With an average commute of 39 minutes, New Yorkers spend almost four more days traveling each year than workers in Chicago, which has the second-longest commute at 33 minutes.


The latest Census data released today shows commute times increased during the 1990s while carpooling declined from 13% of car traffic to 11%, according to estimates from U.S. cities with more than 250,000 residents.


Congestion in New York City, which has the nation's most extensive transit system, continues to grow. In 1990, Big Apple commuters needed an average of 36.5 minutes to get to work. Now it's 39 minutes.


One in eight workers in Boston walks to the office--the highest rate in the nation. By contrast, people in Raleigh, N.C., are the least likely to pound the pavement--only 1 in 100.

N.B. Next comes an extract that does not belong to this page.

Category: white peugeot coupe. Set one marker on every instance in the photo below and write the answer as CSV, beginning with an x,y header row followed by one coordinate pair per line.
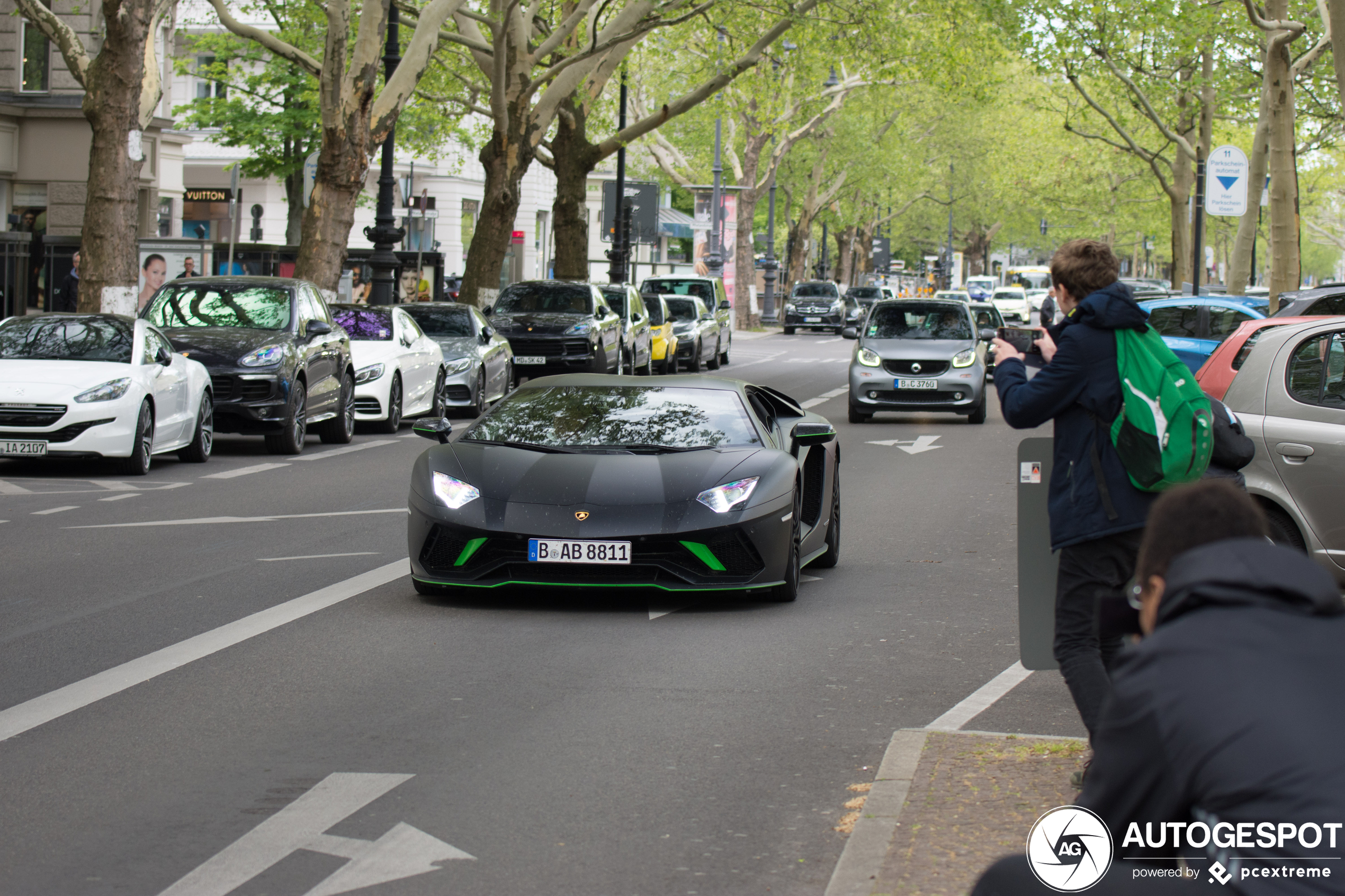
x,y
100,386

Of the 10 cities with the longest commutes in 1990, six remained on top a decade later: New York, Chicago, Philadelphia, Washington, D.C., San Francisco and Los Angeles. Newcomers included Miami; Newark, N.J.; Riverside, Calif.; and Oakland, Calif.


Anaheim, Calif., topped the carpooling list--1 in 4 motorists. Three major freeway systems border the city, all with car pool lanes, and several of Anaheim's largest employers offer car pool incentives.


Despite the ride sharing, seven California cities averaged commutes over 25 minutes each way, including Los Angeles at 28.1 minutes.